After the Fukushima nuclear accident in 2011, it became clear to everyone that we cannot coexist with nuclear power plants. With the opinions of the overwhelming majority of citizens and residents as a backdrop, the Innovative Energy and Environment Policy was formulated under the Democratic Party of Japan administration to realize a society that does not depend on nuclear power plants at an early stage, which stated that “no new nuclear power plants will be built” and “the maximum operating period of nuclear power plants will be 60 years. On the surface, the Abe and Kan administrations have followed this policy.
However, the Kishida administration, after a short and formal deliberation and study that lasted only six months or so, abandoned the previous policy and took a sharp turn in the direction of bailing out the declining, so-called Nuclear Power Village, a money-laden combination of industry, academia, and government.
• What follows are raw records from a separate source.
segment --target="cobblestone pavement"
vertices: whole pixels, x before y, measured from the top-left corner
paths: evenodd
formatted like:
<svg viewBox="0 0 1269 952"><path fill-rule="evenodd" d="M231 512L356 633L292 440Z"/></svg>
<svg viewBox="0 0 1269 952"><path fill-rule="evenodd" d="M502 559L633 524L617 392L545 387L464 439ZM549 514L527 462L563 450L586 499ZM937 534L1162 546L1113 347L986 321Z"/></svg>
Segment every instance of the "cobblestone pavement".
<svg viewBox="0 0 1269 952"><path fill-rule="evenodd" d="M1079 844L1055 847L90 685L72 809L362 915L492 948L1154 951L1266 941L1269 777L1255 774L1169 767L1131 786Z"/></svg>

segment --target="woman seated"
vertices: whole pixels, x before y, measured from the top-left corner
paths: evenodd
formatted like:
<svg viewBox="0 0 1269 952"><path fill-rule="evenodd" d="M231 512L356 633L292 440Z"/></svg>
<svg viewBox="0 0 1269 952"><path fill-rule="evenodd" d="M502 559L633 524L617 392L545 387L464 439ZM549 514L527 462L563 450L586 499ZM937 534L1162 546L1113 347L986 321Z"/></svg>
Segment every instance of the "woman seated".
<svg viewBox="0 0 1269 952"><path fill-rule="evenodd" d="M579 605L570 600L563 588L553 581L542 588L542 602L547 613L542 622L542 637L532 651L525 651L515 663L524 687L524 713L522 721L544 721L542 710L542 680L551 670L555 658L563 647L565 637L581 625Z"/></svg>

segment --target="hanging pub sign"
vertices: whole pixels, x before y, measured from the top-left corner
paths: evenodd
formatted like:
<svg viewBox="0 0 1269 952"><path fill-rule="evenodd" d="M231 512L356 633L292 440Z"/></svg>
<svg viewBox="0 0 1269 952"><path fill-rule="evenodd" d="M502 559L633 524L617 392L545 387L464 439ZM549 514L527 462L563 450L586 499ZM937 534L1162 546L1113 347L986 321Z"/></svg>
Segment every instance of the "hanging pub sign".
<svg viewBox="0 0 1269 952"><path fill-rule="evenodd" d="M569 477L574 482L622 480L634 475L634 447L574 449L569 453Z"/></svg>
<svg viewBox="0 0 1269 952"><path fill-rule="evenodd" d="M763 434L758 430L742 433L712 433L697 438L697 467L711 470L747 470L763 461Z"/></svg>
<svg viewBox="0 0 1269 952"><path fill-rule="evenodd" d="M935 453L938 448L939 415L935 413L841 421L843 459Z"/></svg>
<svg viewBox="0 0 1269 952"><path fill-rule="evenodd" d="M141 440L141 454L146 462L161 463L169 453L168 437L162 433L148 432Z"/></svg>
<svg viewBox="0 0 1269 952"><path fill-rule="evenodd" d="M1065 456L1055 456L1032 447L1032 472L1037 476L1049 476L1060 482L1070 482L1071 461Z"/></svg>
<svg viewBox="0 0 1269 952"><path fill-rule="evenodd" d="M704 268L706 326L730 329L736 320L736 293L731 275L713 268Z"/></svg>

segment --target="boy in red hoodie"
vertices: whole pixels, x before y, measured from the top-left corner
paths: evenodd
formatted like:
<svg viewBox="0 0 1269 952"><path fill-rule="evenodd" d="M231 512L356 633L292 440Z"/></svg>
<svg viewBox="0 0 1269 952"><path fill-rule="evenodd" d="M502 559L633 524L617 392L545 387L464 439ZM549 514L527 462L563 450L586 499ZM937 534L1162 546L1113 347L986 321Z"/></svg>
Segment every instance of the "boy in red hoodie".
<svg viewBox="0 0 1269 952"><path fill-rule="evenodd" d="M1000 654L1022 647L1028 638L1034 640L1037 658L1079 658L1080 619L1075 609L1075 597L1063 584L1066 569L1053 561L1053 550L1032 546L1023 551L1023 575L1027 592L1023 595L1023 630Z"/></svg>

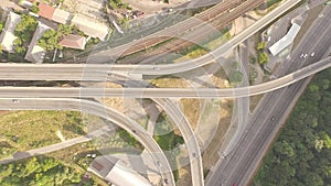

We must never forget the fact that a huge number of residents suddenly lost their hometowns as a consequence of the Fukushima nuclear accident, and many are still forced to live in painful evacuation shelters and are unable to return to their hometowns. The revision of the law is a disregard for the lessons learned from the accident.
In Germany, nuclear power plant phase-out was achieved in April this year, without being distracted by the energy crisis caused by Russia’s war of aggression against Ukraine.
Consumer Union of Japan strongly protests the Kishida administration’s shift in nuclear power policy. We also express our determination to move forward together with consumers, citizens, and many others toward the early realization of a nuclear power free society.
Beyond Coal: Japan’s Cabinet approves policies to implement GX, NGOs respond
The GX Basic Policy is to promote, in the name of carbon neutrality, the use of nuclear power, hydrogen and ammonia co-firing with fossil fuels, and carbon capture and storage (CCS). It has been criticized by NGOs like Kiko Network as “prolonging the life of coal-fired power generation, hindering the promotion of necessary climate change measures such as the buildup of renewable energy, and eventually decreasing the global competitiveness of Japanese industries while increasing the burden on citizens through rising energy costs”. Co-firing hydrogen and ammonia with thermal power plants has only a minor effect on CO2 emission reductions, and CCS is far away from practical use. Rather, these technologies will fix large amounts of long-term CO2 emissions by extending the life of fossil fuel thermal power plants. The roadmap under this policy is far from the reductions required to achieve the 1.5°C target.